A team from the FAA test site for drones in Texas spent quite a bit of time flying a drone along the Blanco River to aid search and rescue efforts following severe storms that took the lives of at least 17 beautiful people in the states of Texas and Oklahoma.
Jerry Hendrix, primary engineer at the Lone Star UAS Center at Texas A&M University-Corpus Christi, brought a team of 8 professional drone operators and 4 drones to Wimberley, Texas to assist with the search and rescue efforts.
The benefits of using drones is that they can safely fly lower than helicopters, and provide aerial video footage at a fraction of the cost of using helicopters. Hendrix’s team spent a couple of days flying the drones and live streaming the videos in an effort to find stranded people and livestock.

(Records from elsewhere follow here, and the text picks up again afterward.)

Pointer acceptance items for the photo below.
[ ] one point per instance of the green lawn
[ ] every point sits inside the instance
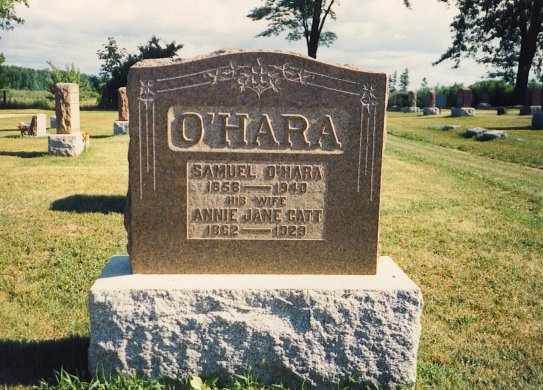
(522, 146)
(463, 218)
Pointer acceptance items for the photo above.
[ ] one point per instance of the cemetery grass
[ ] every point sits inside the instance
(522, 146)
(465, 225)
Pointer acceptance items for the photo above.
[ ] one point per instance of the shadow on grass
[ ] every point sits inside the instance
(27, 362)
(511, 128)
(90, 204)
(24, 154)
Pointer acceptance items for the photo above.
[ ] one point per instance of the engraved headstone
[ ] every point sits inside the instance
(536, 97)
(484, 101)
(464, 98)
(254, 183)
(67, 107)
(120, 126)
(441, 100)
(532, 102)
(412, 99)
(431, 108)
(463, 103)
(254, 155)
(123, 104)
(431, 99)
(69, 140)
(411, 102)
(38, 125)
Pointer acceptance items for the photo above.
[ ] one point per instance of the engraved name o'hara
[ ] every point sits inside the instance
(254, 131)
(248, 171)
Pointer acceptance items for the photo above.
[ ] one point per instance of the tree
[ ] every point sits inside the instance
(8, 15)
(302, 18)
(424, 83)
(404, 81)
(70, 74)
(116, 63)
(505, 34)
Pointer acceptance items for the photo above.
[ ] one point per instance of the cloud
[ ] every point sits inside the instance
(374, 34)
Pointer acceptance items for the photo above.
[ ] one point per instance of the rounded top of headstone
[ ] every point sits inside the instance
(149, 63)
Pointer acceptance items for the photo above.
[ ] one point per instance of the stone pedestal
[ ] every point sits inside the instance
(288, 328)
(529, 110)
(537, 121)
(38, 125)
(67, 108)
(120, 127)
(67, 145)
(430, 110)
(462, 111)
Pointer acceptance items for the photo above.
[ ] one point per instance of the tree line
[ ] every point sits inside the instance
(505, 35)
(18, 77)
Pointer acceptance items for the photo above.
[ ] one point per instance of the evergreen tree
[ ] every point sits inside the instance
(424, 83)
(301, 18)
(116, 63)
(504, 34)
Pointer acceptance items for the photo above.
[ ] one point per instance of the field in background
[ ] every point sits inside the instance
(463, 218)
(22, 99)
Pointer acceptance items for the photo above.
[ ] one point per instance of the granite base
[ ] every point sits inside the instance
(120, 127)
(462, 111)
(288, 328)
(67, 145)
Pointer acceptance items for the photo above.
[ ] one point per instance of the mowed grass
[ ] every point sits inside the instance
(463, 223)
(522, 146)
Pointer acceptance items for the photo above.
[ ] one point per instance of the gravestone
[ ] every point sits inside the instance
(537, 121)
(431, 108)
(411, 102)
(120, 126)
(68, 141)
(463, 103)
(254, 191)
(38, 125)
(484, 103)
(532, 102)
(441, 100)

“Is there something that’s white? Is there a garment in there?” Hendrix explained. “Is there a color that could represent a body? Is there other debris that doesn’t normally go with that particular area?”

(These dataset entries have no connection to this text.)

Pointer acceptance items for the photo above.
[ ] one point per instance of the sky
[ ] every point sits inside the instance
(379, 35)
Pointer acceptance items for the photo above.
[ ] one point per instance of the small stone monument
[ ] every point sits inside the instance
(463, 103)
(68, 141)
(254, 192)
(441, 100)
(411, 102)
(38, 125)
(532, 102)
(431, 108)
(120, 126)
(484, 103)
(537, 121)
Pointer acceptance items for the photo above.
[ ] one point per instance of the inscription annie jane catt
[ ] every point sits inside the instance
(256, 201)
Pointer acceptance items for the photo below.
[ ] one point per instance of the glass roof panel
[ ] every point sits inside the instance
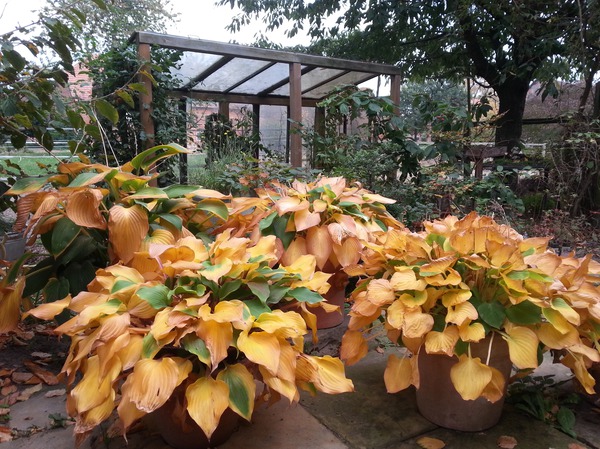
(310, 79)
(192, 65)
(349, 78)
(230, 74)
(266, 79)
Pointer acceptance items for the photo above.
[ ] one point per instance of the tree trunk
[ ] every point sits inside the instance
(511, 95)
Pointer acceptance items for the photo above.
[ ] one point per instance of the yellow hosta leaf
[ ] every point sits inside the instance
(461, 313)
(442, 342)
(326, 373)
(470, 377)
(83, 209)
(217, 337)
(406, 279)
(494, 391)
(49, 310)
(456, 296)
(417, 324)
(354, 347)
(207, 399)
(471, 332)
(522, 346)
(348, 253)
(153, 381)
(430, 443)
(553, 338)
(398, 374)
(261, 348)
(395, 314)
(319, 244)
(127, 229)
(242, 389)
(10, 302)
(380, 292)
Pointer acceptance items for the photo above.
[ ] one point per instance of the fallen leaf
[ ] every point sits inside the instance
(5, 434)
(27, 392)
(46, 376)
(430, 443)
(5, 391)
(20, 378)
(507, 442)
(55, 393)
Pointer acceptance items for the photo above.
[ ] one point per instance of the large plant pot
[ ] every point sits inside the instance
(440, 403)
(180, 431)
(335, 296)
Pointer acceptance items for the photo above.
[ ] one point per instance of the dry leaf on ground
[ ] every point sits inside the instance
(46, 376)
(5, 434)
(27, 392)
(55, 393)
(430, 443)
(507, 442)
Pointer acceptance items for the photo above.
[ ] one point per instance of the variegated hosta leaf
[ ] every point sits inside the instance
(442, 342)
(470, 377)
(83, 209)
(127, 229)
(261, 348)
(242, 389)
(319, 244)
(399, 373)
(354, 347)
(153, 381)
(207, 399)
(522, 346)
(325, 373)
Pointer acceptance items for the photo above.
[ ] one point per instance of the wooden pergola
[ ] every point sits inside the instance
(231, 73)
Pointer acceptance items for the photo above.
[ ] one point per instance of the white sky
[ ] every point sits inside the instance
(197, 18)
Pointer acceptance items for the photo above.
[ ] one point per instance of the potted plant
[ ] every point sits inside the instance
(195, 328)
(462, 292)
(325, 218)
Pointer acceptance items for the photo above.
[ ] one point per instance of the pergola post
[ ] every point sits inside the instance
(146, 97)
(395, 92)
(295, 114)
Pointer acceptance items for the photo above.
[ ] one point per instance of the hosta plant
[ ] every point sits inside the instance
(202, 319)
(90, 215)
(327, 218)
(463, 279)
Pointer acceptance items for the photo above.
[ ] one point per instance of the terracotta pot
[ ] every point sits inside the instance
(336, 296)
(180, 431)
(440, 403)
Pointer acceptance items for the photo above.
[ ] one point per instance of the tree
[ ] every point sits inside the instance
(507, 44)
(112, 25)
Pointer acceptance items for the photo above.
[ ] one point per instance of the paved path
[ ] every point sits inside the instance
(367, 419)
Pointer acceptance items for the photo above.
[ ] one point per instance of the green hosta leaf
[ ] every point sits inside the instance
(524, 313)
(27, 185)
(149, 346)
(107, 110)
(195, 345)
(177, 190)
(493, 313)
(157, 296)
(260, 288)
(303, 294)
(214, 206)
(63, 234)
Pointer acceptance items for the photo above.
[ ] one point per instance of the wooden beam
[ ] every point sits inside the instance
(243, 51)
(295, 114)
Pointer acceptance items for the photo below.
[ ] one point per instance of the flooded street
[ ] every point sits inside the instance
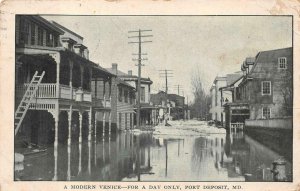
(185, 151)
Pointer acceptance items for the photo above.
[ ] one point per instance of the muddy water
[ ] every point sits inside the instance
(128, 156)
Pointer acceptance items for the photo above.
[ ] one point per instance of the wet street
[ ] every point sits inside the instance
(185, 151)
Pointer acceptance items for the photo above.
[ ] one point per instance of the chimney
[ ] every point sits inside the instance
(115, 68)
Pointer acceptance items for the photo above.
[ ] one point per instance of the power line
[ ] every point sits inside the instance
(139, 59)
(166, 74)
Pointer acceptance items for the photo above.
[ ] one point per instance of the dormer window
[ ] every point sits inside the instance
(282, 63)
(266, 87)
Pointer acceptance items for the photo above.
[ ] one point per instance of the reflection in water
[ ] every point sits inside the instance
(147, 157)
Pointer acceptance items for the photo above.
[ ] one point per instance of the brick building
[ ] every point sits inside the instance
(265, 90)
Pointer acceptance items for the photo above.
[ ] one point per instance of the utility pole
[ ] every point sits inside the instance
(165, 74)
(178, 87)
(140, 59)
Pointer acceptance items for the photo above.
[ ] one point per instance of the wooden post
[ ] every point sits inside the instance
(95, 139)
(71, 79)
(95, 128)
(80, 141)
(104, 93)
(103, 130)
(69, 141)
(109, 125)
(56, 118)
(90, 124)
(81, 76)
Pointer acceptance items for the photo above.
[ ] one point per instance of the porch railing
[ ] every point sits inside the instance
(45, 90)
(101, 102)
(237, 125)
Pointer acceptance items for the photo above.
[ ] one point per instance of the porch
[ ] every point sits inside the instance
(235, 116)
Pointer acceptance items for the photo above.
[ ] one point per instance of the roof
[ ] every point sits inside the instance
(113, 71)
(79, 58)
(122, 82)
(267, 56)
(68, 30)
(220, 78)
(127, 77)
(46, 23)
(233, 78)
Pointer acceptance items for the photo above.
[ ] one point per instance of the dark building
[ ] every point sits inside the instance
(265, 90)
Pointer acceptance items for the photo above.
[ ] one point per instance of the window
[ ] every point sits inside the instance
(266, 88)
(142, 94)
(40, 36)
(125, 120)
(282, 63)
(120, 94)
(120, 120)
(130, 98)
(32, 38)
(126, 96)
(266, 113)
(49, 39)
(24, 32)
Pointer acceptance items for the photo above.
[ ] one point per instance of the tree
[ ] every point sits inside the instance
(200, 106)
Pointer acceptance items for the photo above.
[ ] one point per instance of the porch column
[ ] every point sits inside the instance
(71, 79)
(103, 138)
(95, 128)
(56, 118)
(90, 124)
(109, 89)
(91, 77)
(103, 130)
(81, 76)
(56, 57)
(104, 92)
(95, 87)
(80, 141)
(109, 124)
(95, 139)
(69, 141)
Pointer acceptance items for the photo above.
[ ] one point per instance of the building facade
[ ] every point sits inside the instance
(265, 90)
(61, 106)
(148, 111)
(216, 108)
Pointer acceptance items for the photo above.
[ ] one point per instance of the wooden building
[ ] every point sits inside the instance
(54, 98)
(265, 90)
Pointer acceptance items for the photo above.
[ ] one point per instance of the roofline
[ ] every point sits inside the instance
(46, 22)
(236, 80)
(259, 53)
(68, 30)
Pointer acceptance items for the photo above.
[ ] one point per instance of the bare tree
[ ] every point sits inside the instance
(200, 106)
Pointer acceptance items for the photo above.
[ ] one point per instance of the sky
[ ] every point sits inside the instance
(207, 46)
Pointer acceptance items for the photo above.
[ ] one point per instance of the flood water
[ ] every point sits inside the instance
(185, 155)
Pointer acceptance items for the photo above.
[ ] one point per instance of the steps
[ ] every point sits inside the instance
(27, 99)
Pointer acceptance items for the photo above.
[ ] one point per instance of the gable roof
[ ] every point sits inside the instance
(233, 78)
(266, 56)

The team of drone operators didn’t find any bodies but said the whole exercise was a great learning experience for the team, which hopes to use what they learned at this natural disaster site on future search and rescue missions.
“We’re used to conducting testing in a controlled environment. In this case we’re in a chaotic environment,” Hendrix said. “We’re still trying to understand and assess where drones can be used in the search and rescue and how to coordinate with the manned operations.”